Anchor Bay Entertainment
Cast: John Carpenter, Joel Schumacher, Len Wiseman, Greg Nicotero, Stan Winston
I have always had a fascination for vampires and vampire movies and I think they are probably one of the most iconic monster images in the entire horror genre. I will not go into detail, exactly why I – like millions of others along with me – am fascinated with vampires, because a bunch of people are doing that in Anchor Bay's latest release "Bloodsucking Cinema."
This Starz documentary sets out to explore the phenomenon of vampires in the movies, how it all started, how they evolved and how modern filmmakers keep pushing the envelope to create vampires that are still refreshing to watch and terrifying after all these years.
While this is not a bad documentary there are a few things I have had issues with. How much they bother you may up to you. To me, any excursion into the realm of movie vampires worth its salt needs to consult some kind of expert, which this documentary does not do. How can any serious elaboration on the subject not include the likes of David Skal, THE authority on movie vampires and author of the tome "Hollywood Gothic" which examines movie vampires in incredible detail. Or how can someone like Paul Jensen be left out, a historian who specialized on Hammer films and most notably, director Terence Fisher who was responsible to create the most iconic of all vampire movies.
Instead we get fanboy gibberish from the likes of Harry Knowles who has absolutely no credentials or clue, and Richard Roeper as the host/voice of the documentary, a man whose taste and understanding of films as art is dubious at best, also. It is hardly surprising then, that as the biggest flaw, the documentary turns out to be rather shallow and doesn't go a whole lot deeper than an EPK.

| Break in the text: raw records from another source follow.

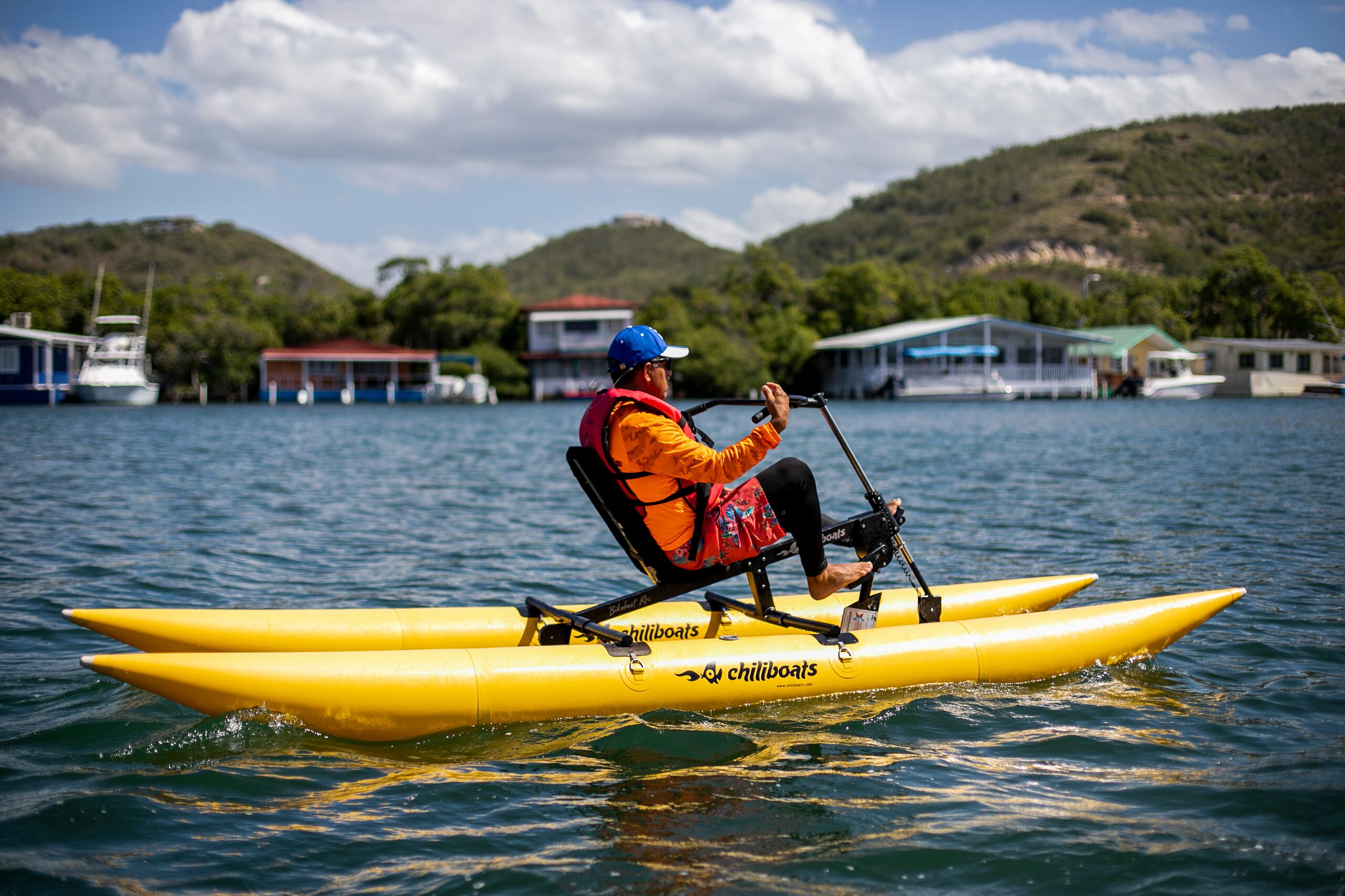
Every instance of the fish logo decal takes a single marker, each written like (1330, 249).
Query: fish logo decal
(757, 670)
(710, 674)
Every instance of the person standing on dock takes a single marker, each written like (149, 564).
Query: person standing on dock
(677, 483)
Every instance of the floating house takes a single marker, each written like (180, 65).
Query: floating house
(346, 370)
(1269, 368)
(974, 357)
(568, 341)
(1127, 350)
(38, 367)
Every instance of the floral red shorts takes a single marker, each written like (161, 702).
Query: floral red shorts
(739, 526)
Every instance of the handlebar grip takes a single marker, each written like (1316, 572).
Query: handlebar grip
(795, 401)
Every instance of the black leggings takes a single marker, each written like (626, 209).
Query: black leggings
(793, 493)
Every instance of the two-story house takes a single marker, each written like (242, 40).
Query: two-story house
(568, 341)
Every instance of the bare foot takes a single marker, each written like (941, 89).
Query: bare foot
(836, 578)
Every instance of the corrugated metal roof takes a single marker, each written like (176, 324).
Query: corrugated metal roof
(44, 336)
(1123, 339)
(916, 329)
(1274, 345)
(580, 302)
(347, 349)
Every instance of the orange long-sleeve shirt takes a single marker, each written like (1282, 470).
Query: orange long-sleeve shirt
(646, 442)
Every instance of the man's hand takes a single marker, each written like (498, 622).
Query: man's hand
(778, 403)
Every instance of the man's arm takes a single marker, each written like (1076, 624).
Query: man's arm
(657, 444)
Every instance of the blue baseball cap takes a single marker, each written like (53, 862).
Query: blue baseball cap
(639, 345)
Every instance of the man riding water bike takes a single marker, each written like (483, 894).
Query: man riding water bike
(677, 483)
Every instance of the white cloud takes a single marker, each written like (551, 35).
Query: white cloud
(359, 262)
(769, 213)
(412, 95)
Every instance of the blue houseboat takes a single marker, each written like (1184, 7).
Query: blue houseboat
(37, 367)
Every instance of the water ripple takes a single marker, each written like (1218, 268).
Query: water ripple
(1215, 767)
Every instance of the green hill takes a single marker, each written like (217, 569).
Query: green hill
(1163, 197)
(181, 249)
(615, 260)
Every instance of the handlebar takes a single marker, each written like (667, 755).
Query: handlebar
(795, 401)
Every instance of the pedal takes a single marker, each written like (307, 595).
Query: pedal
(856, 619)
(864, 612)
(555, 634)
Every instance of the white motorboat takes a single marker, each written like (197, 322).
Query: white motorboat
(116, 370)
(1171, 377)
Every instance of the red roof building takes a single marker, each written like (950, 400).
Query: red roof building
(568, 341)
(346, 370)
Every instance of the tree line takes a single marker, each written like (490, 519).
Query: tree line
(758, 324)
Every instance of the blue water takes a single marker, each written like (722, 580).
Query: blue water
(1216, 767)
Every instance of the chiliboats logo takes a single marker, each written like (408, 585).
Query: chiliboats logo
(759, 670)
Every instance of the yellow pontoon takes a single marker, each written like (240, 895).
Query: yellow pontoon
(393, 695)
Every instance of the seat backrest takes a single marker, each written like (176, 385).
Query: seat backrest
(622, 518)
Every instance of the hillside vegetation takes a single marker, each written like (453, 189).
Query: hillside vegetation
(611, 260)
(189, 252)
(1228, 225)
(1163, 197)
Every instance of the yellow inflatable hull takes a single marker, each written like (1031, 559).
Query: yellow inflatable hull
(431, 629)
(395, 695)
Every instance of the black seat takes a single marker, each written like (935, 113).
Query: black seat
(625, 523)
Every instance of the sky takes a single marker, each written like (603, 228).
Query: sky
(356, 131)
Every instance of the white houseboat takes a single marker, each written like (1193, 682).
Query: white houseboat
(116, 372)
(1161, 362)
(1269, 368)
(969, 358)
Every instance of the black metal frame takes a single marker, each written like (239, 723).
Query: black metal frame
(875, 537)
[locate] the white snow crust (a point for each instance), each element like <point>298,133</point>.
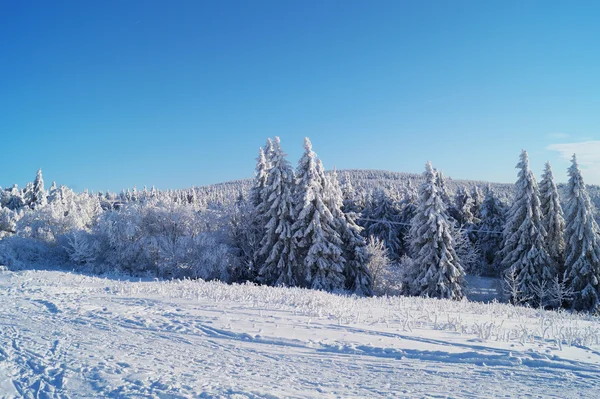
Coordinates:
<point>66,335</point>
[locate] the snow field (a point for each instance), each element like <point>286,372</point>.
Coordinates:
<point>65,335</point>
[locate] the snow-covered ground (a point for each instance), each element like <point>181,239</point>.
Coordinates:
<point>65,335</point>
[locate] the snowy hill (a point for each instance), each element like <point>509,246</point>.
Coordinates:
<point>65,335</point>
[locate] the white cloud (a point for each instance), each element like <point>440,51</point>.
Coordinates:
<point>558,136</point>
<point>588,157</point>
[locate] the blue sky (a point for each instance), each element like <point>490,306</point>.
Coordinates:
<point>113,94</point>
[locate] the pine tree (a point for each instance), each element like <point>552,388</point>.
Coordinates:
<point>478,198</point>
<point>38,197</point>
<point>442,188</point>
<point>553,221</point>
<point>354,247</point>
<point>256,211</point>
<point>381,221</point>
<point>490,228</point>
<point>438,272</point>
<point>523,246</point>
<point>278,246</point>
<point>408,207</point>
<point>318,242</point>
<point>582,244</point>
<point>463,207</point>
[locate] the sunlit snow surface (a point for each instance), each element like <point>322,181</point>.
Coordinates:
<point>65,335</point>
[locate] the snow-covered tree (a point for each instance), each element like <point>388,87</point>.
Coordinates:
<point>478,197</point>
<point>381,220</point>
<point>14,200</point>
<point>38,195</point>
<point>553,221</point>
<point>248,221</point>
<point>462,210</point>
<point>278,245</point>
<point>582,244</point>
<point>442,188</point>
<point>354,248</point>
<point>524,250</point>
<point>489,234</point>
<point>318,241</point>
<point>437,270</point>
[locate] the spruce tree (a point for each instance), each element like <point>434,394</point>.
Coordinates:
<point>489,236</point>
<point>381,221</point>
<point>258,214</point>
<point>318,242</point>
<point>582,244</point>
<point>553,221</point>
<point>523,247</point>
<point>437,270</point>
<point>354,247</point>
<point>463,207</point>
<point>442,188</point>
<point>277,245</point>
<point>38,197</point>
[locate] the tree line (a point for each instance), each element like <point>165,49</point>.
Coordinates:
<point>304,227</point>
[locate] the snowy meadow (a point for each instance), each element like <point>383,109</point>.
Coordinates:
<point>302,283</point>
<point>67,335</point>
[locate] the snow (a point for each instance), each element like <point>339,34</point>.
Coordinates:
<point>66,335</point>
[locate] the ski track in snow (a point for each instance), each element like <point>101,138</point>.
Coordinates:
<point>65,336</point>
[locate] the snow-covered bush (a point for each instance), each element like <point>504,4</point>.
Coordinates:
<point>161,238</point>
<point>387,277</point>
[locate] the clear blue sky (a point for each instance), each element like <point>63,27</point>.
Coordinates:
<point>112,94</point>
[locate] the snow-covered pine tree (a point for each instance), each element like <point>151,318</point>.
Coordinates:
<point>38,195</point>
<point>582,244</point>
<point>350,203</point>
<point>257,212</point>
<point>443,188</point>
<point>477,197</point>
<point>408,207</point>
<point>489,235</point>
<point>437,270</point>
<point>277,245</point>
<point>523,245</point>
<point>269,150</point>
<point>321,264</point>
<point>381,221</point>
<point>354,247</point>
<point>553,221</point>
<point>463,207</point>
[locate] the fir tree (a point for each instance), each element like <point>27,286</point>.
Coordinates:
<point>354,247</point>
<point>437,270</point>
<point>478,198</point>
<point>582,244</point>
<point>381,221</point>
<point>489,236</point>
<point>318,242</point>
<point>440,181</point>
<point>463,207</point>
<point>256,211</point>
<point>278,246</point>
<point>553,221</point>
<point>38,197</point>
<point>524,250</point>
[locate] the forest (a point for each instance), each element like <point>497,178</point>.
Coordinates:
<point>352,232</point>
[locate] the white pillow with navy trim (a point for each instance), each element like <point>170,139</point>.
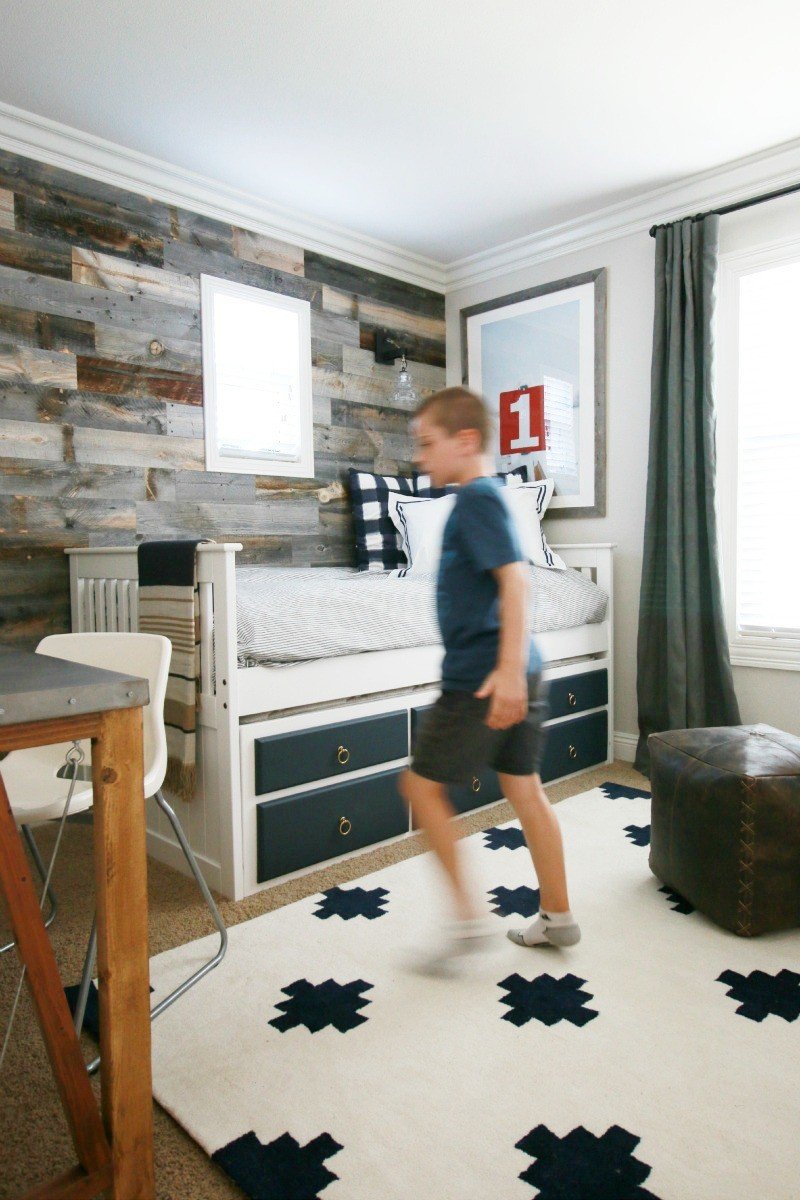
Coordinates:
<point>420,523</point>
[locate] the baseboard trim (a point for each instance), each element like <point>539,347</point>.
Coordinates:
<point>625,745</point>
<point>170,855</point>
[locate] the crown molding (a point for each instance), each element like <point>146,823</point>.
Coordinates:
<point>59,145</point>
<point>733,181</point>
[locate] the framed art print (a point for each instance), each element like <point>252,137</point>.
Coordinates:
<point>539,359</point>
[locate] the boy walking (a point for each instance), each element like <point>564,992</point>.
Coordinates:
<point>492,701</point>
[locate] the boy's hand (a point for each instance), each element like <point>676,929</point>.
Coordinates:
<point>509,693</point>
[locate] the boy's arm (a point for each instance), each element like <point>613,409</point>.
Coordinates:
<point>507,684</point>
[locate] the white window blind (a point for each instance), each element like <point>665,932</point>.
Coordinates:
<point>768,517</point>
<point>257,379</point>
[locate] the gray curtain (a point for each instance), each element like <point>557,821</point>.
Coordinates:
<point>684,669</point>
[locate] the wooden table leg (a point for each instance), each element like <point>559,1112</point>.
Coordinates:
<point>122,961</point>
<point>50,1003</point>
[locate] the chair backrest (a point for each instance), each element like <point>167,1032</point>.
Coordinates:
<point>145,655</point>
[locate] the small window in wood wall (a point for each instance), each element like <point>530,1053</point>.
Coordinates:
<point>256,381</point>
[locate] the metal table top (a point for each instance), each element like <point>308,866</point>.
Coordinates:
<point>40,688</point>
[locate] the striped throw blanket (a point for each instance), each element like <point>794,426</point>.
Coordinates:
<point>169,605</point>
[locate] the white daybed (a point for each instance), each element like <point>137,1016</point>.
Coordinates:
<point>298,765</point>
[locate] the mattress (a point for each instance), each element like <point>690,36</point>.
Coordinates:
<point>296,615</point>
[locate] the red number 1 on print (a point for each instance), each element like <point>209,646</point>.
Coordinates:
<point>522,420</point>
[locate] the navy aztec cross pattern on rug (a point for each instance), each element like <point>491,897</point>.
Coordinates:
<point>763,995</point>
<point>583,1167</point>
<point>504,839</point>
<point>679,903</point>
<point>623,792</point>
<point>349,903</point>
<point>638,834</point>
<point>546,1000</point>
<point>317,1006</point>
<point>280,1170</point>
<point>522,901</point>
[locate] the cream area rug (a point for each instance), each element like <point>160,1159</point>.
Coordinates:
<point>660,1057</point>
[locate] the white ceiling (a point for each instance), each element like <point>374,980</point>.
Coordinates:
<point>439,127</point>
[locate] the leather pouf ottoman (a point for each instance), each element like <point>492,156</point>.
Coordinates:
<point>726,823</point>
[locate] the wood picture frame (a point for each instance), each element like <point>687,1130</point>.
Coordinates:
<point>551,335</point>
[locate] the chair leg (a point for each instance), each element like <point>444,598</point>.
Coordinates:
<point>42,871</point>
<point>209,899</point>
<point>212,909</point>
<point>85,978</point>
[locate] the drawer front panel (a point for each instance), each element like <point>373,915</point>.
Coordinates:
<point>575,694</point>
<point>300,831</point>
<point>575,745</point>
<point>287,760</point>
<point>485,789</point>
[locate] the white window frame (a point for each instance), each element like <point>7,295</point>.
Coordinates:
<point>304,468</point>
<point>746,649</point>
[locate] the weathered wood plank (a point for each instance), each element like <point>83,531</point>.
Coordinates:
<point>40,293</point>
<point>194,259</point>
<point>132,379</point>
<point>86,409</point>
<point>227,521</point>
<point>383,316</point>
<point>426,378</point>
<point>46,331</point>
<point>55,522</point>
<point>20,364</point>
<point>257,247</point>
<point>6,209</point>
<point>370,417</point>
<point>29,439</point>
<point>370,444</point>
<point>20,477</point>
<point>331,328</point>
<point>368,283</point>
<point>421,349</point>
<point>200,231</point>
<point>134,279</point>
<point>41,255</point>
<point>143,348</point>
<point>42,181</point>
<point>88,222</point>
<point>119,449</point>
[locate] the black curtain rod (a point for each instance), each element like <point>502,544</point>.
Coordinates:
<point>740,204</point>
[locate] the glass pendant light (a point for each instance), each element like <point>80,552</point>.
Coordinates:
<point>405,395</point>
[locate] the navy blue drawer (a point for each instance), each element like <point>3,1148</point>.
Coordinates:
<point>576,694</point>
<point>287,760</point>
<point>300,831</point>
<point>575,745</point>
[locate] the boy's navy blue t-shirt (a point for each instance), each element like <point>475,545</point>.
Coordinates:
<point>479,537</point>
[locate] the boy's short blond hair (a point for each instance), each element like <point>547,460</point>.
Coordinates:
<point>455,409</point>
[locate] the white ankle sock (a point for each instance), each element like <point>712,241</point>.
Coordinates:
<point>549,928</point>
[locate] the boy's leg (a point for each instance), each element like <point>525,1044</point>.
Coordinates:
<point>554,925</point>
<point>542,834</point>
<point>433,813</point>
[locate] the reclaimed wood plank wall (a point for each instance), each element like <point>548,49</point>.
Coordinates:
<point>101,385</point>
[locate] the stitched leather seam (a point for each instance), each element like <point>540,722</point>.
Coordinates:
<point>746,855</point>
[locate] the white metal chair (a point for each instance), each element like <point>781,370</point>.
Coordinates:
<point>37,780</point>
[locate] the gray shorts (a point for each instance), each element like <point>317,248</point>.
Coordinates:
<point>455,743</point>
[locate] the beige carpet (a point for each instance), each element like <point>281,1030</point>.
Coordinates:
<point>32,1129</point>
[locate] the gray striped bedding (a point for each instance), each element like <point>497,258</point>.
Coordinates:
<point>293,615</point>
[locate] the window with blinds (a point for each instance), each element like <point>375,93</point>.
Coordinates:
<point>768,433</point>
<point>257,381</point>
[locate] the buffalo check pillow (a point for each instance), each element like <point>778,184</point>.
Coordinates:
<point>378,545</point>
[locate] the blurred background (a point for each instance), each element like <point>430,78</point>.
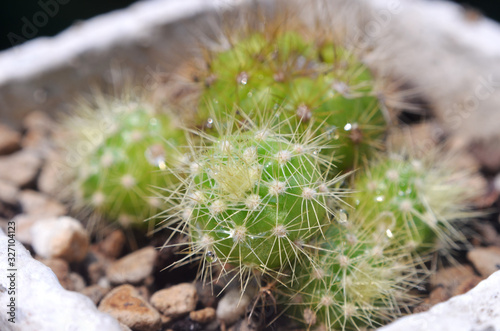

Nonetheless, "Bloodsucking Cinema" does have its benefits. Featuring interviews with directors who have been pushing the genre in the past decade or so, there is still plenty of information and entertainment value to be found. John Carpenter, Joel Schumacher and Len Wiseman are for example discussing their approach to the vampire in their films, while special effects gurus like Greg Nicotero and the late Stan Winston talk about how they always tried to create new and intriguing ways to portray vampires in the films they worked on. Some recent vampire actors and writers also have their say about the genre, adding their thoughts to the mix.
Spiced up with footage from vampire movies through the ages it is fun to sit through the documentary, if only to reminisce about the genre and be reminded of some of the great movies it produced. The image quality of the release is solid without any defects or blemishes, making for a balanced and enjoyable presentation.
No extras are included on the release.
"Bloodsucking Cinema" is not exactly what I had hoped for and extremely shallow in nature. It does not dig deep into the genre but rather settles for the promotion of a few select films and their filmmakers. The lack of real authorities on the subject is definitely taking its toll on the overall product as is the short running length. It is simply not possible to take any documentary seriously that features Harry Knowles as a supposed expert. Overall, this is simply a piece of mainstream TV filler material that now comes to DVD. However, it is fun to watch nonetheless, if only for the montage of clips from genre films throughout the documentary.